Juraj Dancik związany jest z Podbeskidziem od sześciu lat. Obrońca świętował z drużyną utrzymanie w poprzednich rozgrywkach ligowych oraz wcześniej awans do ekstraklasy.

Trenuje i gra jedynie w trzecioligowych rezerwach. Dancik miał tak skonstruowaną umowę, że w przypadku utrzymania, jego wygasający w czerwcu 2013 roku kontrakt automatycznie został przedłużony o rok i na dodatek zawodnik musiał otrzymać podwyżkę. Jest najlepiej zarabiającym piłkarzem w klubie, a mimo to nie rozegrał w tym sezonie w ekstraklasie nawet minuty. Z nieoficjalnych informacji wynika, że inkasuje miesięcznie ponad 20 tysięcy złotych.

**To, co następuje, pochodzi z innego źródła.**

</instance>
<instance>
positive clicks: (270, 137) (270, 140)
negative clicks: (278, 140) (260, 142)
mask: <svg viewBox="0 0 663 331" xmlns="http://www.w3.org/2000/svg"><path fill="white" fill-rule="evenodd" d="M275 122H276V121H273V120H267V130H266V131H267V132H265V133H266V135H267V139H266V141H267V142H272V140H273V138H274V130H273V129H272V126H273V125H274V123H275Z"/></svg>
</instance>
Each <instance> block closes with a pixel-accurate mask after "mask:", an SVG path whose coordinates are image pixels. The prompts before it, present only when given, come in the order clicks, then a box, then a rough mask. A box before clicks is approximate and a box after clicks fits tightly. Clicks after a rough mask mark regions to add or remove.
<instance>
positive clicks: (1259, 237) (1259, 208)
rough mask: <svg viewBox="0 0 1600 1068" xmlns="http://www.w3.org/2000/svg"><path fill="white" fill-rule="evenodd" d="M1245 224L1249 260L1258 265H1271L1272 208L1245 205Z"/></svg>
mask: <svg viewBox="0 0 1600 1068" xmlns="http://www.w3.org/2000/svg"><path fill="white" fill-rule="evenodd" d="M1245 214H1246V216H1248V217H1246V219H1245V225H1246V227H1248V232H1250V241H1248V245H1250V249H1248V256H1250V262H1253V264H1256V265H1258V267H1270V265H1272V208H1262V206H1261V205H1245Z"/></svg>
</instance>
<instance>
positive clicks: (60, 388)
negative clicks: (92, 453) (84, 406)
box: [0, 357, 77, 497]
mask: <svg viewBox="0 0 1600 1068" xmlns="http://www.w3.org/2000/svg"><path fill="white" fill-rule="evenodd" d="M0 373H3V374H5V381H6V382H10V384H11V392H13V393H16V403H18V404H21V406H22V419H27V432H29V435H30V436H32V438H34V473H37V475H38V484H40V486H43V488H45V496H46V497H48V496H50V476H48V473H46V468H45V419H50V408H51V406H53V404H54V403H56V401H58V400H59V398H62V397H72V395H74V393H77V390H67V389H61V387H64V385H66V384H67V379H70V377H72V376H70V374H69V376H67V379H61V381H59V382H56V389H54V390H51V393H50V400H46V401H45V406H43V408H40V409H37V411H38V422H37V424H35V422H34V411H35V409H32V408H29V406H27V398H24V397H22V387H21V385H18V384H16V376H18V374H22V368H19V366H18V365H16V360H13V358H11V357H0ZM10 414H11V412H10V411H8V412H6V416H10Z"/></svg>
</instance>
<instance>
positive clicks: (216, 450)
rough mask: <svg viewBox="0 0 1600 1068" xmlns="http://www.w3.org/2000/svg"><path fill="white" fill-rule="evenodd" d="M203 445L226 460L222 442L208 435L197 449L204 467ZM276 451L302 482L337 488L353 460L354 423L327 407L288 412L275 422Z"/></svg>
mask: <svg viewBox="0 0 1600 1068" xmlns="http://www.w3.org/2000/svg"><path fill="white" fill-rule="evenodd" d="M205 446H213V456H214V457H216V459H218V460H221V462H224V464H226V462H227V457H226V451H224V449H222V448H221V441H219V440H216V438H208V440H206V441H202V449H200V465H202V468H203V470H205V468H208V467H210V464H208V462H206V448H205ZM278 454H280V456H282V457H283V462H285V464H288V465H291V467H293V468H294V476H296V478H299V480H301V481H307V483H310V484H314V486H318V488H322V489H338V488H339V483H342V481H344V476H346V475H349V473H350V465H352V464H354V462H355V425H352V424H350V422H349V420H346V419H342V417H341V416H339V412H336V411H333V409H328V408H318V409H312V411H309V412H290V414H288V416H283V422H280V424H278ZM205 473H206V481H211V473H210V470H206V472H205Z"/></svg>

Tymczasem piłkarz skierował sprawę do sądu, bo uważa, że jako jedyny z zawodników Podbeskidzia nie otrzymuje regularnie wypłat. Działacze uprzykrzają mu również życie w inny sposób. Poza kontraktem wiąże go jeszcze z klubem umowa o pracę. W jej ramach musi przyjść kilka razy w tygodniu do siedziby klubu i wykonywać wtedy prace biurowe.

Dancik już wcześniej był traktowany inaczej niż większość zawodników. Podczas letniego obozu w Cieszynie musiał, podobnie jak Michal Piter-Bucko, codziennie dojeżdżać na treningi z Bielska-Białej, chociaż reszta zawodników zakwaterowana była w pobliskim hotelu.